Mojo Decla

The Moja Decla under way in better days.

As we wrap up stay at home orders and early curfews, I’m taking the opportunity to reminisce. Growing up, my parents kept getting a smaller house and a bigger boat until when I was in third grade, they sold our cozy Naples house and we became full time “live-aboards” on gangway 5, in front of the Captain’s Inn, in Alamitos Bay Marina.

The only other kid on the gangway was 2002 Long Beach YC commodore Mike Elias. He was such a rock star sailor, it seemed he was always traveling to compete in regattas internationally, so I didn’t see him much — but we still had some shared memories.

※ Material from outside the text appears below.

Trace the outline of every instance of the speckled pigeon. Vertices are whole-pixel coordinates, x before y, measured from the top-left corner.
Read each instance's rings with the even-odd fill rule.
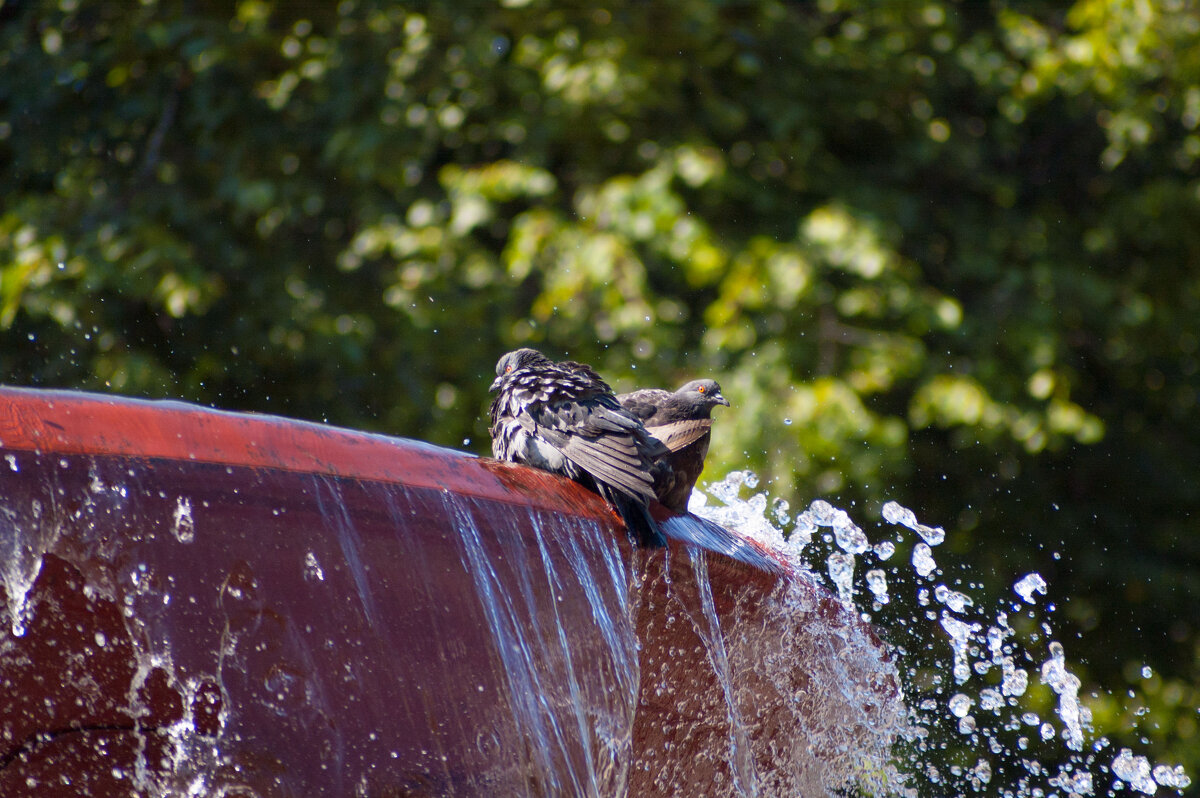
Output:
[[[660,469],[654,484],[659,502],[676,512],[686,512],[691,490],[704,470],[713,408],[730,406],[721,396],[721,386],[715,379],[694,379],[673,394],[648,388],[622,394],[617,400],[667,448],[661,460],[670,468]]]
[[[620,407],[589,366],[517,349],[496,364],[492,454],[563,474],[594,488],[643,546],[665,546],[650,516],[654,482],[668,451]]]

Our families both had wooden power boats. My dad named our boat Margaret C in my mom’s honor and the Elias’s boat was Moja Decla — “love of my life” in Czech. Mike’s dad George wore those jumpsuits that were popular during the time. It was almost his uniform while working on the boat. Mike’s mom, Aggie, was a great fisherwoman and even landed a marlin that was big enough to feed everyone on the gangway one summer evening.

Last time I saw Margaret C, she was berthed on the gangway near Marina Pacifica and in sad shape. Moja Decla ended up across the channel closer to the rowing center.

Mike Elias shared that Moja Decla’s final owner had the shipyard remove the engines and he towed her out to sea trying to sink her — something wooden boats don’t do too well. The boat ended up beached in the sand at Huntington Beach and the owner was arrested. That was about 2011.

Elias and I remembered other dock neighbors — like Dr. Vic Stern, and his boat the Ima Loa, a 43-foot catamaran that he raced in 38 consecutive Newport to Ensenada International Yacht Races.

Near the end of the gangway, on the luxury power boat Rapture, Don Patterson and his wife were live-aboards. He was an animator, and director who worked at various studios including Disney, MGM, Walter Lantz, and Hanna-Barbera. He did much of the work on the Disney Classic "Fantasia."

One gangway over, Nancy and Walter Katin made boat covers from their shop in Surfside. Mrs. Katin had a sewing machine on the aft deck of their large powerboat. Their story is a famous one — they used the boat cover material to make sturdy board shorts for surfers and Kanvas By Katin became synonymous with surfing.

Willie Bricker, a Douglas Aircraft engineer, made headlines in 1973 when he and his wife survived 39 days adrift in the Atlantic, about the same time Elias was racing in Atlantic waters on the legendary yacht Blackfin.

Don Richardson owned Richardson Tire located at 500 E. Anaheim St. in the historic Hancock Motors Building. Their ads in the Press-Telegram included a headshot of Don with the caption, “Vice President since birth.” They lived on a classic Matthews, along with two toddler daughters.

Well known Cal 25 sailor and past Congressional Cup chairman, (during his year racing moved to the end of the pier) Bob Kirstine, who skippered and lived aboard the boat Jiminy Cricket, a 43-foot Columbia owned by Irving Green, the founder of Mercury Records. The plan was to sail the boat to the Caribbean — but it never materialized.

Denver Pile, who played Jesse Duke in the early days of "The Dukes of Hazzard," lived on his boat on the weekends. Character actor and LBYC member John McIntire owned the 72-foot yawl Baruna that was frequently on the gangway end tie. The boat, built in 1938, was famous for McIntire’s “Hollywood style” Transpac finishes — that included live music led by a sax player and all crew members on deck.